Mehmetçik, geceleri gündüze, gündüzleri geceye
sığdırmak için zamanı ve mekânı unutmuş koşuyor…
Mehmetçik, teriyle ve kanıyla dünya tarihini yeniden
yazıyor. Onun koruduğu sınırlarımızda, yalnızca
ülkemizin değil, bütün insanlığın kaderi hercü mercden
kurtuluyor.
Bu öyle bir insanlık mücadelesi ki, “Gevşemeyin,
üzülmeyin. Eğer iman etmişseniz üstün olan
sizlersiniz.”2 buyuran Yüce Kitabımız, barış yolunda
kahraman ordumuza umut oluyor. Bu öyle bir iman ve
vatan aşkı ki, Kur’an bu aşkla toprağa düşen canları şöyle
anlatıyor: “Allah yolunda öldürülenleri sakın ölü
sanmayın. Bilâkis onlar diridirler; Allah’ın lütuf ve
kereminden kendilerine verdikleri ile sevinçli bir hâlde
Rableri yanında rızıklara mazhar olmaktadırlar.”3
Değerli Kardeşlerim!
Hiç şüpheniz olmasın ki, Cenâb-ı Hakk’ın
yardımıyla, hainlerin oyunları bozulacak, zalimlerin
tuzakları ayaklarına, hileleri başlarına dolanacaktır.

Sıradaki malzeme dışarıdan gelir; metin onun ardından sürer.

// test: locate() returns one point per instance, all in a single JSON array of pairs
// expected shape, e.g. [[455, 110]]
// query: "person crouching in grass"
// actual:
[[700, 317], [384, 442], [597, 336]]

Mehmetçik siperleri tuttukça, bütün düşmanlarımızın da,
onların içimize saldıkları zavallıların da hayalleri
hakikatlerimize; tuzakları imanımıza çarpacak,
kışkırttıkları terör selinin içinde kendileri boğulacaktır.
Ordumuz barış uğruna ilerledikçe, ay yıldızlı bayrağımızın
gölgesinde masumlar, kadınlar, çocuklar güven ve huzura
kavuşacaktır.
Aziz Müminler!
Mehmetçik ki, bir sancağın gölgesinde, alnında
yıldızlar parlayan cevherimiz, hazinemizdir… Mehmetçik
ki, vatan, bayrak, millet ve devlet uğruna tek yürek olan
kahramanlık destanımızdır… Mehmetçik, dünyanın iyiliği
için cephede, insanlık adına siperdedir. Ve onlar omuz
omuza, sırt sırtayken; mazlumların ve hakları ellerinden
alınanların imdadına koşarken yerde ve gökte, uzakta ve
yakında bütün dualarımız onlaradır, onlar içindir. Teri
damladığında merhamet, kanı döküldüğünde rahmet olsun
diye… Onlar içindir Fetihler, Fatihalar, Yasinler… Ve
âminler onlar içindir…
Âmin! Ey varlığın Aziz ve Kerîm olan Rabbi! Ey
âlemlerin Rahman ve Rahim olan Rabbi!.. Yücelerden
yüce olan bâbına geldik, rahmetini istemeye cenâbına
geldik. Adını andık ve huzuruna durduk. Askerimiz için
yardım diliyor, ordumuza zafer istiyoruz. Canlarını koru
meşakkatten, afetten; bedenlerini koru yorgunluktan ve
gafletten…
Ey dünyada orduları celal ile var eden var, ey
ahirette şehitlere cemalini ihsan eden Allah’ım! Varlığına
inandık, birliğine inandık; Sana sığındık ve Sana
güvendik. Gayrı, İslam ümmetini birbiriyle sınandırma
İlahi, fitne ateşinde masumları yandırma İlahi. Terör
elindeki mazlumları kurtar karanlık düşüncelerden,
uyandır gaflettekileri sabahı olmayan gecelerden… Bu
yolda dostlarımızı yerindirme, düşmanları sevindirme.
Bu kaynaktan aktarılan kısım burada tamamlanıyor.